Others simply exhibit Palmer’s gift for portraying seemingly mundane things like daily routines, in an interesting way. Routines like tying a shoe. A simple enough act that Palmer’s writing turns vivid using abrupt stand-alone images.
Chan puts his shoes on first thing. Before he brushes his teeth, before he combs his hair, before he slurps down a bowl of cereal, he ties right over left lace and pulls heel snug into sole. The house, he is aware, is filthy from his feet.
At night, the last thing he undresses are the shoes.
While in bed he wiggles toes and rocks heels back and forth. He feels free.
Then there are those that exhibit the power in the unsaid, the seven eighths of the iceberg all those fiction handbooks and creative writing professors talk about. One small story involving a girls self image subtly hide feelings of inadequacy and anxiety beneath the words themselves.

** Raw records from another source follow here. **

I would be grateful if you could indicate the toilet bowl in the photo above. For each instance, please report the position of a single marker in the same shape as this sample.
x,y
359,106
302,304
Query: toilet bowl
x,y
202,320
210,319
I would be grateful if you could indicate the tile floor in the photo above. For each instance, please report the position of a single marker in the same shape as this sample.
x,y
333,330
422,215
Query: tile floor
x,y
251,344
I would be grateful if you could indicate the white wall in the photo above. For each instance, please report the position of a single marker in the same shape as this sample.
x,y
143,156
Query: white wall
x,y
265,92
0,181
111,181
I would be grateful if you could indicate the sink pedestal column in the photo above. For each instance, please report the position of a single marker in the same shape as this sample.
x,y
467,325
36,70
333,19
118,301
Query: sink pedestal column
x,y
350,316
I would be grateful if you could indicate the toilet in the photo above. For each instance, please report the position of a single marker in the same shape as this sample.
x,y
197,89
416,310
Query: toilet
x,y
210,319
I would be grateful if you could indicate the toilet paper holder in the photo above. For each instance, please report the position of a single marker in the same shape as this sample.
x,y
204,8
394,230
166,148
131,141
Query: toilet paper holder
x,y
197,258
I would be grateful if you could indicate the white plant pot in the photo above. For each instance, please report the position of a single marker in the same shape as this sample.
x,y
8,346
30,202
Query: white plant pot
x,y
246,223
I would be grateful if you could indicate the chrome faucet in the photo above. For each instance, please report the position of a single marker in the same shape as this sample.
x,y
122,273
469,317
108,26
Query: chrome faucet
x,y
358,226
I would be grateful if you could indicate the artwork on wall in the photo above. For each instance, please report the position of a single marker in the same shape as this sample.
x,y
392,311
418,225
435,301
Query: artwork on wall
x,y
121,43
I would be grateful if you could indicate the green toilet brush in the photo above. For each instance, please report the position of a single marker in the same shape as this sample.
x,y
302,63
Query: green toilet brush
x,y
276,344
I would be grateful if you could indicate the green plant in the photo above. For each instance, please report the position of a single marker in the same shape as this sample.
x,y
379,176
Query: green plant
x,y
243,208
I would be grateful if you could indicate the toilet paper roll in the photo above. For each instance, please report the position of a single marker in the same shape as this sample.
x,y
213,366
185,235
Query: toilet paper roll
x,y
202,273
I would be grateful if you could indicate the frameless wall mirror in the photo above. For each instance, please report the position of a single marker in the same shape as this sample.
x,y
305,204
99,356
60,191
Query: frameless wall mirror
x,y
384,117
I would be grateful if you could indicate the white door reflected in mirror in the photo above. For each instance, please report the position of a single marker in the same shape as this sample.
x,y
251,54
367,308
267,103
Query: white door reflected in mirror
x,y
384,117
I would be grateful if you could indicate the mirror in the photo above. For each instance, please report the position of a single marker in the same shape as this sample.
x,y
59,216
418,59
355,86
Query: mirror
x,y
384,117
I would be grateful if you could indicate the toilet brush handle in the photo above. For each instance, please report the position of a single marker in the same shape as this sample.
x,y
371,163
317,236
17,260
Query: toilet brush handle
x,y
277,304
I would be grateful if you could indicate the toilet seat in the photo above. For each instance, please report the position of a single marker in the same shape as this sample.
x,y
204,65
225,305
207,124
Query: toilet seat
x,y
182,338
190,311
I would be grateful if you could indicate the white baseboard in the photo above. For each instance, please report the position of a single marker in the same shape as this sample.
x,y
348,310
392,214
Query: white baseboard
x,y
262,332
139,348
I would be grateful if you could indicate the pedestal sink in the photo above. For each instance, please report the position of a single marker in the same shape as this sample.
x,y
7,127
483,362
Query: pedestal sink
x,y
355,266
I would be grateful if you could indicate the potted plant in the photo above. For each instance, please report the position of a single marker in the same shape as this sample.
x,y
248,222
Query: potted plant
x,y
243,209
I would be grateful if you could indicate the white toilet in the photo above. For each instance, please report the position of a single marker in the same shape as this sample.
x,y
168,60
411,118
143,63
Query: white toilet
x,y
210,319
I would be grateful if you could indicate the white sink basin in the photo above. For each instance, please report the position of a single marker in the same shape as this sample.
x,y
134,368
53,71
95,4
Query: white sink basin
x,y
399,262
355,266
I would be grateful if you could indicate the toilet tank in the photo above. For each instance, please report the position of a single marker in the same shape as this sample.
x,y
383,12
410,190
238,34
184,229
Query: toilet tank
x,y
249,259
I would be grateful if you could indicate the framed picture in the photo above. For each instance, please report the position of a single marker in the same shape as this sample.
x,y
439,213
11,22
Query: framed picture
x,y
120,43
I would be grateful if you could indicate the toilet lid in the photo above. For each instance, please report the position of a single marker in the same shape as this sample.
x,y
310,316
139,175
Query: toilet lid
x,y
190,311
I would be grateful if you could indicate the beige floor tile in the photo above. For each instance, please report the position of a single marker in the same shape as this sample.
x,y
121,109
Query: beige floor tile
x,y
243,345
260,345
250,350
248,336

A boy and a girl sleep together at night. He curls up, wraps his limbs around her, although he is slightly smaller. He claims she is the most beautiful creature he has ever seen and she tries to believe him.
Her diet is water-based, mostly grapes and apples, and she pees twice a night even though she does not drink much water. The boy accuses her bladder. She defends it. He accepts insistence.
The culmination of these small stories is a picture of everyday life told from different perspectives.
The book is as small as the stories themselves (43 pages), and so one can look at it almost as a day. A day in the existence of different characters. What they see in a day, what they do in a day, what they feel in a day. And collecting all these experiences ground the ebb and flow of a day in life; a day where you may have feelings of inadequacy for a few moments, a day where you may think extra carefully about the dough you have been kneading everyday for years, a day where you have a crazy dream and analyze it before forgetting all about it a few hours later. And even though every activity, thought, dream or emotion is relatively mundane, it is still significant for some weird reason that’s hard to explain. Mere Tragedies is all about that weird significance, showing us how the mundane can sometimes add up and become quite compelling –– when told the right way.